Things have gone from bad to worse for troubled automotive company Nissan Motor Co., as they reported a 99 percent plunge in their first quarter operating profit.
The company, based in Yokohama, Japan, said it was hurt by an aging product line and a slide in vehicle sales in the U.S. and Europe. In response to the massive financial loss, Nissan announced that it will cut 12,500 jobs globally. Those cuts represent about a tenth of Nissan’s workforce, and more than double the 4,800 job reductions announced in May of this year.
The drop in operating profit was much worse than the 66 percent decline forecast by automotive analysts. The poor results come after the arrest of former Nissan Chairman Carlos Ghosn on charges of financial crimes and corruption last November.

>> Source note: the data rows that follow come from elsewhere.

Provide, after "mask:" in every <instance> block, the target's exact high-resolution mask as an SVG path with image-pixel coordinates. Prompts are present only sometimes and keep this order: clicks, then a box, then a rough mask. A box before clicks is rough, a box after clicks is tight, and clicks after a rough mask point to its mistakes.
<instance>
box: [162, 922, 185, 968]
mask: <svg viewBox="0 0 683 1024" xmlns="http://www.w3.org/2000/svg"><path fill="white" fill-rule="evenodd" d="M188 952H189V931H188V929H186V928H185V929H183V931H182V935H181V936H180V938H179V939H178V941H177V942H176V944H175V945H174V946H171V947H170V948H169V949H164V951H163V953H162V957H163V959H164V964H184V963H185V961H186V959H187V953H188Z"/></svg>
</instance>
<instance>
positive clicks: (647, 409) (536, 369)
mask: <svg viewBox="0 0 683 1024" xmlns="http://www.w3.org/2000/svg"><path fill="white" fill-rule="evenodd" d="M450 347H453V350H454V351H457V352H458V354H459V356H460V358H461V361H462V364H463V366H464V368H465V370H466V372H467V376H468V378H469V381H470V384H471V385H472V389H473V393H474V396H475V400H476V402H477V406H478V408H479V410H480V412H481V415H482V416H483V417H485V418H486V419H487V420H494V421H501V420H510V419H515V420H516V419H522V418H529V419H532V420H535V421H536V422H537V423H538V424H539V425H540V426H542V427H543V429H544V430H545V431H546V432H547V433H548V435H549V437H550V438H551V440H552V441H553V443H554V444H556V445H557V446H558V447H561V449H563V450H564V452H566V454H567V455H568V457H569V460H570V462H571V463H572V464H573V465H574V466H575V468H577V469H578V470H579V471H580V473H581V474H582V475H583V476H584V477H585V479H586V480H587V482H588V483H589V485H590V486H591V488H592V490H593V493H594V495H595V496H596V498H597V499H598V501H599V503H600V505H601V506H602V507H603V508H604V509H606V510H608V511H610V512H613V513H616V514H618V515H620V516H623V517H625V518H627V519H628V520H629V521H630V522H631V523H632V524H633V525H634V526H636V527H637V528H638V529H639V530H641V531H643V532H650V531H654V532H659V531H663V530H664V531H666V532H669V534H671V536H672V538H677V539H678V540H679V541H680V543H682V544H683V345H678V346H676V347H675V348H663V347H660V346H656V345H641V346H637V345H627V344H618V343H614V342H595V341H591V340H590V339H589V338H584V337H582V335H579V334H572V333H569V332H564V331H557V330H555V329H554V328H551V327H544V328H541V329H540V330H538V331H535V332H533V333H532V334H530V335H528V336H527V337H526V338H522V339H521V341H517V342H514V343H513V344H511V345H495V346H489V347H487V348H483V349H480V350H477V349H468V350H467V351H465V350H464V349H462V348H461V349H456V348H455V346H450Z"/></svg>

Nissan also said in a news release that it will cut global production capacity by 10 percent by the end of 2022 and reduce its product lineup by “at least” 10 percent in that period to improve product competitiveness. Still, the automaker has maintained its full-year forecasts. The car maker issued an outlook in May for operating profit of 230 billion yen, on revenue of 11.3 trillion yen.
Nissan saw U.S. vehicle sales drop 15 percent in June, bringing the total decline this year to 8.2 percent. Deliveries in China, Nissan’s biggest market, dipped 0.3 percent in the first half of 2019. Shares of Nissan are down 11 percent this year, following a 22 percent slump in 2018.
The car maker recently revamped the Nissan Skyline with new design changes and features to make it more appealing to the Japanese market, and is also betting that passenger cars, especially electric sedans, will drive future sales in China, Latin America, and other emerging markets.